The decision by the cruise line is another setback for the tourism industry still impacted by the COVID-19 pandemic, which has lasted for more than 18 months.
Locally, the decision to again delay cruising will have a major negative impact on hotels, which typically see 3,000 room nights per month from cruisers, Visit Mobile CEO David Clark said.
“We were hopeful we could see it back in October,” he said. “It hurts our economy.”
Clark said he understands the delay, given the regulatory and safety hurdles the company has had to jump in 18 months.
“When you shut down an industry for a year and a half there are a plethora of things you have to do when you start again,” Clark said. “You go from zero to 50 percent or 70 percent and there will be issues with the supply chain, staffing issues as well as health and safety protocols. Carnival is working through all that.”
The tourism industry isn’t the only entity suffering because of Carnival’s decision, the delay will continue to negatively impact city coffers as well. Although Mayor Sandy Stimpson’s office has not budgeted any revenue from the ship or the Mobile, Alabama Cruise terminal for the 2021 or 2022 fiscal years.
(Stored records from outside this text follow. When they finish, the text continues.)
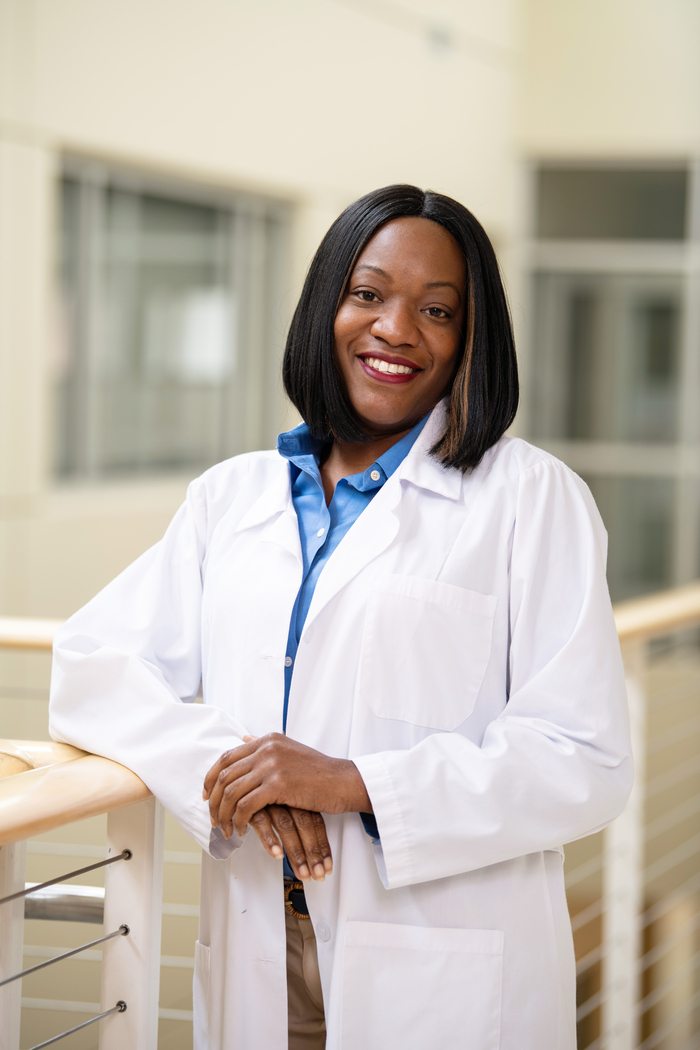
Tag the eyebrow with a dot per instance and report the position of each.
(433, 284)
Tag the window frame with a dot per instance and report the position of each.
(260, 271)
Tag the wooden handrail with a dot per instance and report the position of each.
(655, 615)
(50, 796)
(24, 632)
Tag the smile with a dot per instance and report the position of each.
(380, 365)
(388, 372)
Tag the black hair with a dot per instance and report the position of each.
(484, 394)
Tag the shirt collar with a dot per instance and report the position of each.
(303, 450)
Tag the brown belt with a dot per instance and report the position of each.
(295, 902)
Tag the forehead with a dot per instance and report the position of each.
(415, 244)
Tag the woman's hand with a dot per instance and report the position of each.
(303, 838)
(274, 770)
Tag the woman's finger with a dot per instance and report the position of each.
(306, 826)
(262, 825)
(236, 791)
(323, 843)
(287, 832)
(227, 777)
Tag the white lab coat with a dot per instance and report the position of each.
(461, 649)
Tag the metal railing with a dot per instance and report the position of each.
(57, 785)
(633, 889)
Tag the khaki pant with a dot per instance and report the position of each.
(304, 1000)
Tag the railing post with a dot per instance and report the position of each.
(12, 939)
(133, 895)
(623, 879)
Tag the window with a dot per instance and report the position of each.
(611, 204)
(612, 383)
(170, 351)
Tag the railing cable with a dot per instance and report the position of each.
(122, 931)
(120, 1008)
(125, 855)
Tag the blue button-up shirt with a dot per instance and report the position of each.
(322, 527)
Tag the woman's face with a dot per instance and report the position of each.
(399, 327)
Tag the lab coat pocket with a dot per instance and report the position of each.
(200, 996)
(416, 987)
(425, 649)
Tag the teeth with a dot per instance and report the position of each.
(380, 365)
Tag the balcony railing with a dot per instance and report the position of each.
(633, 889)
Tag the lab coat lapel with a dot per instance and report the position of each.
(370, 534)
(274, 508)
(378, 526)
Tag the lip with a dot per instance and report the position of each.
(388, 377)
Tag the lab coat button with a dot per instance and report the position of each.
(323, 931)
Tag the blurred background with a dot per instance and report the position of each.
(167, 169)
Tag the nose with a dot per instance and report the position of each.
(396, 324)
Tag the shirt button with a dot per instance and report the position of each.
(323, 931)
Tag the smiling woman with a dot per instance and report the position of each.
(411, 678)
(401, 257)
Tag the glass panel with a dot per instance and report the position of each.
(613, 205)
(638, 513)
(169, 333)
(150, 377)
(606, 357)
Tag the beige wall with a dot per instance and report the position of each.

Executive Director of Administrative Services Joe Snowden confirmed that the city loses the equivalent of $6 million per year in parking and wharfage fees when the ship doesn’t generate passengers. A wharfage fee, Snowden said, is a price paid for every person who enters and exits the ship for cruises.
In addition to losing $6 million per year, the city still owes $14.3 million related to the construction of the cruise terminal. As recently as three years ago, the debt service on that was $2 million a year, costs paid by parking and wharfage fees. The city still pays the debt service through the capital fund budget, but currently can’t use cruise revenue to do it.
In addition to the revenue from the cruise itself, Snowden said, sales tax revenue is also impacted as businesses that would normally supply things like produce, alcohol and fuel for the cruise aren’t needed.
“We’re excited to get them back,” Snowden said of Carnival.
Both Snowden and Clark mentioned impacts outside of the city as well. Mobile is known as a drive market, luring folks to the Port City for cruises. The loss of the cruises means gas stations and eateries around the state suffer.
This page is available to our local subscribers. Click here to join us today and get the latest local news from local reporters written for local readers. The best deal is found by clicking here. Check it out now.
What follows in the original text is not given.